Non-stellar objects have two major catalogs to represent them. The first is the Messier catalog, denoted by a capital M follow by a number. For example, the Great Nebula in Orion happens to be M42. This catalog has 110 entries, which are usually the brightest and more easily seen. A much more complete catalog is the New General Catalog with about 7800 entries. They are denoted by a capital NGC followed by a number. Some charts leave out the letters "NGC " to minimize clutter. So if you see and object that is not a star but has just a number next to it, it is almost always an NGC identifier. A particularly bright or interesting object may be included in many catalogs and thus have many identifiers, but, in general, the oldest identifier is the one that is most often displayed on the chart.
Star Hopping and Star Charts: Here are some more tips for star hopping. Hops should be done using the finder scope, since it provides a wider field of view and will thus give you more stars to compare with the star chart. Each "hop" should move you in the general direction of the final object and should be relatively short in angular size. Ideally, each hop should move a new recognizable pattern of stars into the edge or the center of the field of view (for instance, a distinctive pair or triangle of stars you identified on the star chart). After each hop, compare the star chart to what you see in the finder scope to make sure you know where you are. Be aware that the dimmest stars that are plotted on the star charts may not be visible with your finder scope under the light-polluted sky of the observing facility.

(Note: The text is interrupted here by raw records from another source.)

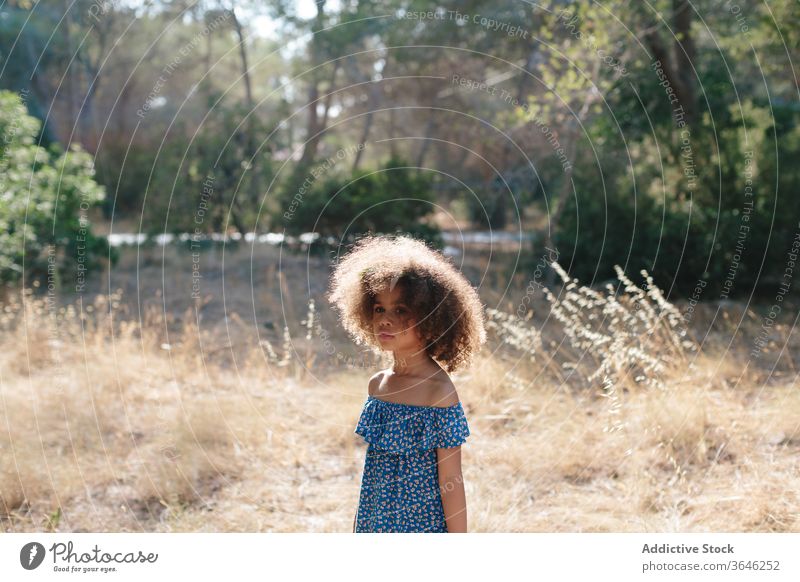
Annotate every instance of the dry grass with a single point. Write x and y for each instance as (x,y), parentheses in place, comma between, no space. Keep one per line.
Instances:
(596,411)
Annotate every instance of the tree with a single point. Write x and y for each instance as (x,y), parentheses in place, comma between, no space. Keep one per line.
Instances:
(45,231)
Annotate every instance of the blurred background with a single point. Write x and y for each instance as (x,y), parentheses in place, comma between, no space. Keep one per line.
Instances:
(619,180)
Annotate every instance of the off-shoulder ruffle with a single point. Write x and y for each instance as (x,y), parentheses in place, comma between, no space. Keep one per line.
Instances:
(405,429)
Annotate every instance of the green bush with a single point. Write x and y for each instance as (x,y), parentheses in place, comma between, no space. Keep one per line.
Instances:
(45,198)
(394,198)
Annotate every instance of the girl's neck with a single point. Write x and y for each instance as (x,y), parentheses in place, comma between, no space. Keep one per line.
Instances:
(412,364)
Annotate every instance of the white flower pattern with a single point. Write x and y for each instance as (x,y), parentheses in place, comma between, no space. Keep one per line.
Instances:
(400,484)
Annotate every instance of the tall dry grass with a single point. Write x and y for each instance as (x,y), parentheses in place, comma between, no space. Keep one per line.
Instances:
(594,411)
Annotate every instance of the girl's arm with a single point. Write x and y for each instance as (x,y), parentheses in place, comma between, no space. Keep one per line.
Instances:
(451,486)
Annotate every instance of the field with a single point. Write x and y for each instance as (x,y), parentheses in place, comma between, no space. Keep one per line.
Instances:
(146,409)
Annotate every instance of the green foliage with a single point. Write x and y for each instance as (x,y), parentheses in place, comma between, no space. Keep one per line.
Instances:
(391,199)
(45,198)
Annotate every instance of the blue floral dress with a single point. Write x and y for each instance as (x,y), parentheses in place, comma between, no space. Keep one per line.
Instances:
(400,483)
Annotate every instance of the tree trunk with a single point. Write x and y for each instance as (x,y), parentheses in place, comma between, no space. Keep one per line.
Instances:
(253,168)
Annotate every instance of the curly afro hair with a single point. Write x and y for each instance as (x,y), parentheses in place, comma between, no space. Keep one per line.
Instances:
(446,307)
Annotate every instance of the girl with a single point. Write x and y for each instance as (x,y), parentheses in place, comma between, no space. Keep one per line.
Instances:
(395,293)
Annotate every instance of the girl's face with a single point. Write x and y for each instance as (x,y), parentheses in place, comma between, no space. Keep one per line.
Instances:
(393,323)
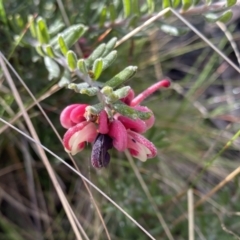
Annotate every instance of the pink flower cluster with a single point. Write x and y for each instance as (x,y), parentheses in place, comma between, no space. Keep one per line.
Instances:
(118,131)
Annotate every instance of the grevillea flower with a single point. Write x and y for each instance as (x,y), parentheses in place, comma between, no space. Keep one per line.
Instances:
(119,131)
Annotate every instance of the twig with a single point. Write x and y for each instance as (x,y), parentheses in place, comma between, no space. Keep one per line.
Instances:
(146,191)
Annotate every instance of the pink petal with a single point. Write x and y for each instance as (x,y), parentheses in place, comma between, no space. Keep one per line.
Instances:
(65,120)
(140,147)
(149,122)
(75,137)
(118,133)
(129,97)
(137,125)
(77,114)
(103,122)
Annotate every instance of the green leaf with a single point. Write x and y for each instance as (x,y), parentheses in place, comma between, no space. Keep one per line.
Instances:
(127,111)
(103,16)
(196,2)
(42,31)
(166,4)
(71,60)
(135,7)
(112,12)
(121,77)
(65,79)
(62,45)
(122,92)
(55,27)
(32,27)
(226,16)
(231,3)
(49,51)
(109,59)
(52,67)
(173,31)
(94,109)
(97,53)
(110,96)
(19,21)
(151,6)
(70,35)
(186,4)
(126,7)
(40,50)
(3,16)
(81,65)
(78,87)
(109,46)
(175,3)
(97,68)
(91,91)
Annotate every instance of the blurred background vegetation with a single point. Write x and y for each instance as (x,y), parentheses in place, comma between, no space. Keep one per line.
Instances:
(195,119)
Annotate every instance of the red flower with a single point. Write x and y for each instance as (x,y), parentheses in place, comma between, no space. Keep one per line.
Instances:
(120,131)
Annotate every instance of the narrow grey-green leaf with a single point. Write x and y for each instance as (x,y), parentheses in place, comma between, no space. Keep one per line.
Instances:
(151,6)
(121,77)
(97,68)
(126,7)
(173,31)
(81,65)
(231,3)
(135,7)
(166,4)
(175,3)
(62,45)
(109,59)
(110,96)
(78,87)
(97,53)
(226,16)
(3,15)
(55,27)
(65,79)
(42,31)
(70,35)
(92,91)
(52,67)
(19,21)
(112,12)
(49,51)
(109,46)
(32,26)
(122,92)
(40,50)
(94,109)
(186,4)
(125,110)
(103,16)
(71,60)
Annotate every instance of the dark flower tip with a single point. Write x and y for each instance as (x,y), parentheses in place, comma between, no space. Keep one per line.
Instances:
(100,156)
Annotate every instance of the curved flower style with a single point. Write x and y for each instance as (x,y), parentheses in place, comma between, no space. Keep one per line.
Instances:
(119,131)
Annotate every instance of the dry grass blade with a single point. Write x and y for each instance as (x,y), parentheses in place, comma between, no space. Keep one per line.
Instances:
(36,102)
(145,189)
(83,177)
(40,150)
(190,214)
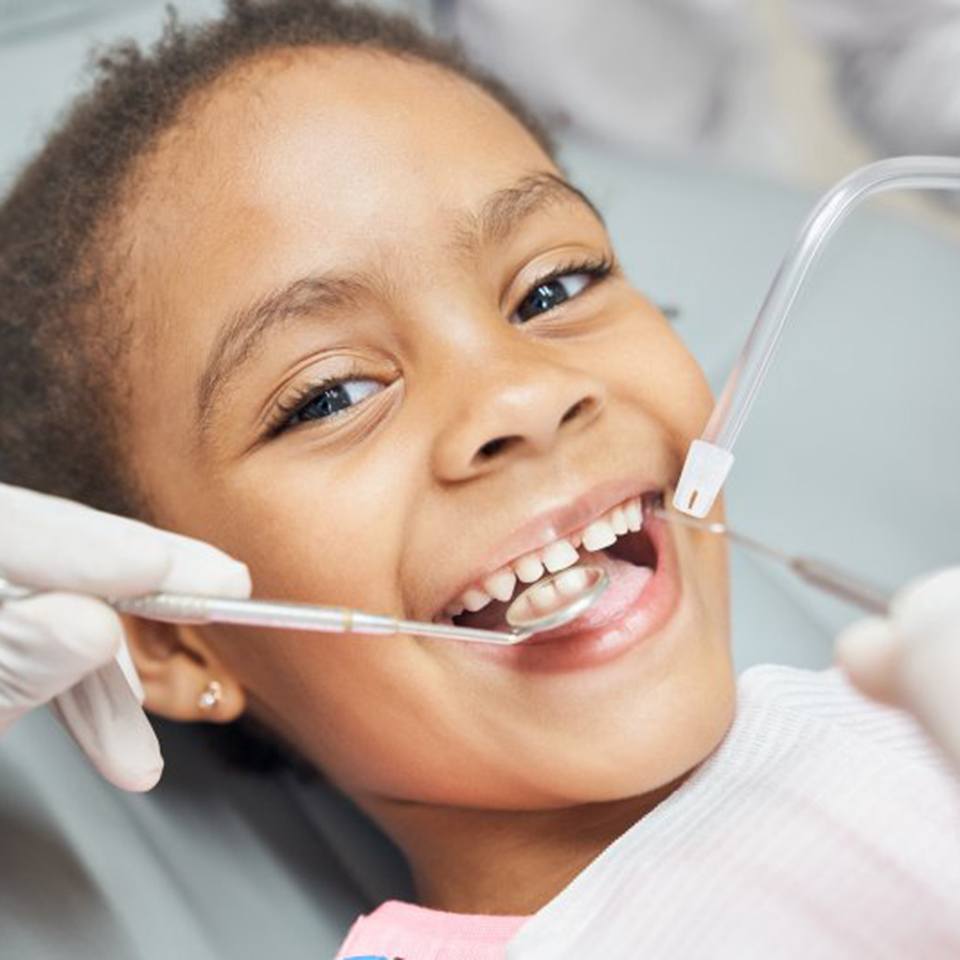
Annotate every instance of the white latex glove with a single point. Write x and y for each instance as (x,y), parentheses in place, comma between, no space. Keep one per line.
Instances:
(912,658)
(69,650)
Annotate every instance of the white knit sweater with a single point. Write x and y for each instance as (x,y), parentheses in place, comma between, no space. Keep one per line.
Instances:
(824,827)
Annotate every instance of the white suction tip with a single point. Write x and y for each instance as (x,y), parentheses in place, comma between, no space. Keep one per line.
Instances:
(704,473)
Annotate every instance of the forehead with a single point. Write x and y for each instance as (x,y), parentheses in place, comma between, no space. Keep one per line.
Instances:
(362,143)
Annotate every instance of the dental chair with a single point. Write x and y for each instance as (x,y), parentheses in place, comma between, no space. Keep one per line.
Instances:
(852,453)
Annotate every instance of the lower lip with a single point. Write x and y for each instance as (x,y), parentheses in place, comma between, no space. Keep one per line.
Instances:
(632,621)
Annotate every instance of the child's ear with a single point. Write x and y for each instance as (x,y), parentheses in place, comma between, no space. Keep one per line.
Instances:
(181,676)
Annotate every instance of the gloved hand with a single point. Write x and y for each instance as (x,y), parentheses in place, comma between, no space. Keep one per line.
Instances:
(911,659)
(68,650)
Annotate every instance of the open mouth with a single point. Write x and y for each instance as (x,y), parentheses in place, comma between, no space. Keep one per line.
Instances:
(615,540)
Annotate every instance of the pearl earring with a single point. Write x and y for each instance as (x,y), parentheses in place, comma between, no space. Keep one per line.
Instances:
(211,696)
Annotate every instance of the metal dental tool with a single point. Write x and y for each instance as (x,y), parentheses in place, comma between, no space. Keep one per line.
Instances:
(711,456)
(817,573)
(544,605)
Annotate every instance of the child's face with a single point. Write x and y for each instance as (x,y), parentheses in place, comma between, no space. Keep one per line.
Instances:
(413,216)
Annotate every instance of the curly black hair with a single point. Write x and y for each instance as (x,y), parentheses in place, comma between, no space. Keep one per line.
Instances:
(63,326)
(64,323)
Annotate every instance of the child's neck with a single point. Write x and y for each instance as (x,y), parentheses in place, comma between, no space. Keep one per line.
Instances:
(505,862)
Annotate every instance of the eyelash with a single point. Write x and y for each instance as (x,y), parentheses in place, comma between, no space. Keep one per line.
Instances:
(597,269)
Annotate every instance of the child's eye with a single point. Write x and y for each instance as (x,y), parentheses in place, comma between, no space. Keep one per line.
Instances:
(553,290)
(326,400)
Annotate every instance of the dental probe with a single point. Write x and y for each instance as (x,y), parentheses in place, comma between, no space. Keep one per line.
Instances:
(710,457)
(550,602)
(817,573)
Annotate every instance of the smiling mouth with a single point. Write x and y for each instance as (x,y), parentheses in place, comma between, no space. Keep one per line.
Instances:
(615,540)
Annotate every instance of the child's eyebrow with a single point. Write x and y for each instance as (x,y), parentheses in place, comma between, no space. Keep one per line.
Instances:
(499,215)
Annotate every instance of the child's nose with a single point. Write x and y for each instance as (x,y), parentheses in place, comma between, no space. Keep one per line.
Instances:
(509,414)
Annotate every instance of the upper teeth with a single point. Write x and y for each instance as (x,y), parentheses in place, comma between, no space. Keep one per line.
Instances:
(558,555)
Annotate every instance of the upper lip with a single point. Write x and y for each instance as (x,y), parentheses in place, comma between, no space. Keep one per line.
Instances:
(566,515)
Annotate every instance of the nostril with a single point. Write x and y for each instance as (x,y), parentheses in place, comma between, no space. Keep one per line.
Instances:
(581,406)
(492,447)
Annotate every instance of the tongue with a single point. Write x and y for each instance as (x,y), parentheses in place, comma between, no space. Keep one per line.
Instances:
(625,581)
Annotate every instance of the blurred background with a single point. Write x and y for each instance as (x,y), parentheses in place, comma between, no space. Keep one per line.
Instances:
(802,90)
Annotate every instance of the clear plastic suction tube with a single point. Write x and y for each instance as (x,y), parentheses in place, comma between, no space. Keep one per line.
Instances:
(711,457)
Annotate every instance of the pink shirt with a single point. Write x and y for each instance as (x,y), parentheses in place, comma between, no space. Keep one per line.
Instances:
(824,826)
(407,932)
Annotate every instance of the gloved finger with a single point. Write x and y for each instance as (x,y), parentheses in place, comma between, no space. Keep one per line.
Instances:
(48,643)
(869,651)
(104,716)
(926,614)
(53,543)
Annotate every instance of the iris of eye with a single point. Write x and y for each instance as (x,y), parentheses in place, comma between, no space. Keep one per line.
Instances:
(333,399)
(543,298)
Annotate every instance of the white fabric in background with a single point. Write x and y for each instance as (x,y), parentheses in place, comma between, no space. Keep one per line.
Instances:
(896,68)
(824,827)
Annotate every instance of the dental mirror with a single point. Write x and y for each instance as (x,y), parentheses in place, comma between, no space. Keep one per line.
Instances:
(558,599)
(544,605)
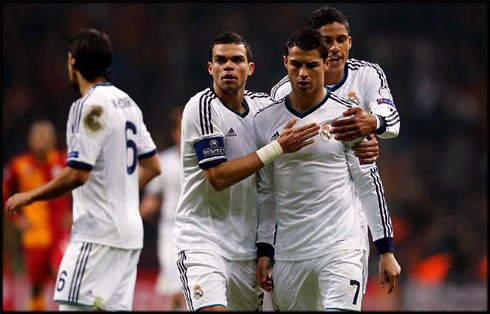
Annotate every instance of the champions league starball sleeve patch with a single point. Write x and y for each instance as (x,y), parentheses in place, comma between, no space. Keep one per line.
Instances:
(210,152)
(385,101)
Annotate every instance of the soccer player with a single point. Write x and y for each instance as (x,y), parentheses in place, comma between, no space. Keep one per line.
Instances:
(111,156)
(311,196)
(360,81)
(216,219)
(162,193)
(44,226)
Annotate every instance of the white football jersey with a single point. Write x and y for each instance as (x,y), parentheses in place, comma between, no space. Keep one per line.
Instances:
(224,222)
(313,191)
(106,134)
(167,184)
(364,83)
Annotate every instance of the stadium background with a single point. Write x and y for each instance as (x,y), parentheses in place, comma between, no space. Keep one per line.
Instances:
(435,56)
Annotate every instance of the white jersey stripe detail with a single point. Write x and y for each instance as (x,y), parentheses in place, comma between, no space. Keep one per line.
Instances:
(183,278)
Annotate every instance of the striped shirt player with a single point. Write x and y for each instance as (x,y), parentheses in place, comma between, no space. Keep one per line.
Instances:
(168,186)
(213,226)
(107,136)
(312,193)
(366,84)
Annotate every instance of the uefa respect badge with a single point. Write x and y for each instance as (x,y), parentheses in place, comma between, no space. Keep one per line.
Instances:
(325,132)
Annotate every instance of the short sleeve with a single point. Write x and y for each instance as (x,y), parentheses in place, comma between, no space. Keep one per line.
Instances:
(86,133)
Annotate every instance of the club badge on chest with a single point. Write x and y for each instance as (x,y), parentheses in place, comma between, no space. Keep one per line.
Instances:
(325,132)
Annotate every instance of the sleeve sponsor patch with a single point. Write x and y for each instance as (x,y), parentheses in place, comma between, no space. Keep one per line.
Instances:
(210,151)
(385,101)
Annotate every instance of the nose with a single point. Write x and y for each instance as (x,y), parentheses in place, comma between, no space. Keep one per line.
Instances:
(228,65)
(334,48)
(302,72)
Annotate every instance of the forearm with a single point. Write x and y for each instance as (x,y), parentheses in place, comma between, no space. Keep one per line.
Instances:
(66,181)
(370,190)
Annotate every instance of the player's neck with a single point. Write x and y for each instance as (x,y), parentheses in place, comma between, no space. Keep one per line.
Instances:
(233,100)
(332,77)
(85,85)
(303,102)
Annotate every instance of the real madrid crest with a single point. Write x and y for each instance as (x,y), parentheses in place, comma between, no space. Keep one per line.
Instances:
(325,132)
(197,292)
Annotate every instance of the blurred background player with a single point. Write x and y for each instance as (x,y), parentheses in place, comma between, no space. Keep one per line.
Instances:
(162,194)
(111,156)
(44,226)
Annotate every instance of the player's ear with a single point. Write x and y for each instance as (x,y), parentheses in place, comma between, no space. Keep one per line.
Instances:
(71,59)
(326,65)
(251,68)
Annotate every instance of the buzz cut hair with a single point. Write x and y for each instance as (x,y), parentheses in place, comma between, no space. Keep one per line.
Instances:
(327,15)
(307,39)
(230,38)
(92,52)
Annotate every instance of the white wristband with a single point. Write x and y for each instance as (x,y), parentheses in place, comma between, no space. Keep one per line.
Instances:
(269,152)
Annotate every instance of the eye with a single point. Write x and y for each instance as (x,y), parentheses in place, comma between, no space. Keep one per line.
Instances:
(238,59)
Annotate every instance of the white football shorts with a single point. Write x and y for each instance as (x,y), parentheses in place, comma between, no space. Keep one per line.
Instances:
(330,282)
(209,279)
(168,281)
(97,275)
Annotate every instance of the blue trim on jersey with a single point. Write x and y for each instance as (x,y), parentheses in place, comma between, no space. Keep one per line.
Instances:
(244,103)
(146,155)
(80,109)
(312,109)
(342,80)
(384,245)
(79,165)
(210,151)
(205,306)
(103,84)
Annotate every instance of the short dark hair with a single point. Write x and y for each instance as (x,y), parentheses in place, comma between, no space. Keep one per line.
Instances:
(230,38)
(327,15)
(307,39)
(92,52)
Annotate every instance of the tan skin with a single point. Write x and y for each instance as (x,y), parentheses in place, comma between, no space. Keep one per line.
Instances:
(361,124)
(305,71)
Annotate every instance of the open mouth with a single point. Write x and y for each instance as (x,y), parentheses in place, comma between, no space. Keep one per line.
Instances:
(335,60)
(229,77)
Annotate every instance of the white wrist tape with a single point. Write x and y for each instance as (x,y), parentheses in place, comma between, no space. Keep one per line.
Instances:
(269,152)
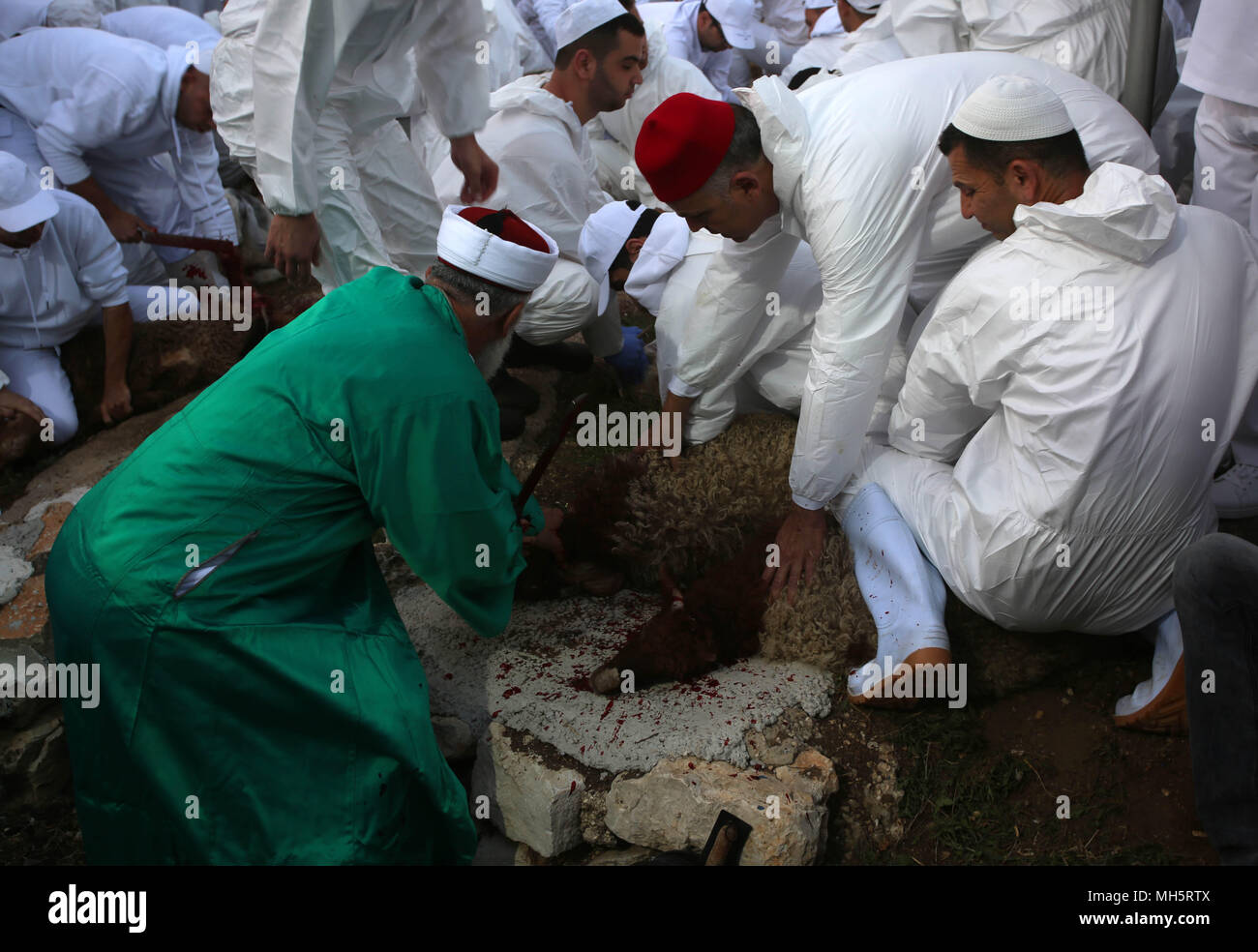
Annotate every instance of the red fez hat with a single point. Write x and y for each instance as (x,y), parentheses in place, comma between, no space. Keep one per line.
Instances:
(507,225)
(682,142)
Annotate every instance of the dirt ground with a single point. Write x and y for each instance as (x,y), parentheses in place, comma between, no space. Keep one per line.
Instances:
(981,785)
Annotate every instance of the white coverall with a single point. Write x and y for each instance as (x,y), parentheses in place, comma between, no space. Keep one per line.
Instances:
(17,15)
(859,176)
(1083,37)
(514,51)
(51,290)
(822,48)
(548,176)
(306,95)
(89,104)
(613,134)
(1223,64)
(683,42)
(779,32)
(1067,403)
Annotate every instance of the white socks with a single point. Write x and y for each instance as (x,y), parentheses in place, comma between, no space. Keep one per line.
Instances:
(905,592)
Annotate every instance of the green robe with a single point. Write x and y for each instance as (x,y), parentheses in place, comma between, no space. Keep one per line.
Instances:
(277,712)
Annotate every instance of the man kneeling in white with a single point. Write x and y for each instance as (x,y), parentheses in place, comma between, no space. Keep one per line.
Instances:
(1064,406)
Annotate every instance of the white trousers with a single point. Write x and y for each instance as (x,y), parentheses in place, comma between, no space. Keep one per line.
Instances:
(566,303)
(1227,159)
(37,373)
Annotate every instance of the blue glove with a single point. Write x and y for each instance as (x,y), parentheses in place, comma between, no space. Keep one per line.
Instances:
(632,361)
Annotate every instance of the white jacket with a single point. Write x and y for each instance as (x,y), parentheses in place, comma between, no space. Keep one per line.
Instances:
(282,62)
(823,45)
(872,43)
(1085,375)
(859,177)
(1223,55)
(166,26)
(48,292)
(546,171)
(91,93)
(665,75)
(1083,37)
(683,42)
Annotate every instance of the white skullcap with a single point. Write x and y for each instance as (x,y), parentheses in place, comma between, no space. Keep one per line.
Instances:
(23,202)
(464,244)
(579,19)
(734,17)
(1010,108)
(603,237)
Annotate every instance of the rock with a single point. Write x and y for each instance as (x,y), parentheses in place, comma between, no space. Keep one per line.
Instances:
(15,712)
(14,571)
(810,775)
(34,761)
(17,436)
(594,826)
(20,536)
(627,856)
(532,802)
(168,359)
(26,615)
(453,737)
(674,806)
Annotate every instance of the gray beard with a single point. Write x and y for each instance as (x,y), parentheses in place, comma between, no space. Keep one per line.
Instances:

In some cases, your target will be due North (or East, etc) of a star, something you can see by inspecting the star chart. In that case, all you need to do is to center the star in the telescope (25mm eyepiece) and move the telescope in the required direction. Do this using the slow motion controls while looking through the eyepiece. You should see your target enter the field. If you go too far when trying this method, try using a standard star-hop with the finder scope.
Orientation of the field of view: Another way to orient yourself if there are not enough stars in the scope to do so, is to remember your coordinate system. If you lock the RA wheel and nudge the scope in Declination, you will be moving either North toward Polaris or South. The stars, since they are fixed, will of course move in the opposite direction. So a nudge in the direction of Polaris will make the stars appear to move toward the South. To determine East and West you could turn of the tracking motor and watch stars drifting toward the West. Then it becomes easy to compare the view from the scope with the star chart.
Using coordinates to find objects: This is an alternative method to star hopping that uses the coordinate dials of the telescope. Instead of going through the sometimes frustrating task of star hopping, you can use the known coordinates of celestial objects to locate them. The location of objects on the celestial sphere is analogous to that on the surface of the Earth. Geographical coordinates are two angles, the latitude and the longitude and uniquely specific a point on the surface of the Earth. In the sky, we use declination and right ascension. Like latitude, declination is the angle between the object and the celestial equator. It runs from -90o at the south celestial pole through 0o on the celestial equator and +90o at the north celestial pole. Right ascension is similar to longitude and is measure from a reference meridian in the sky. Instead of running from 0o to 360o, however, it runs from 0 to 24 hours, increasing toward the East. This makes sense since the celestial sphere appears to make one complete turn in 24 hours.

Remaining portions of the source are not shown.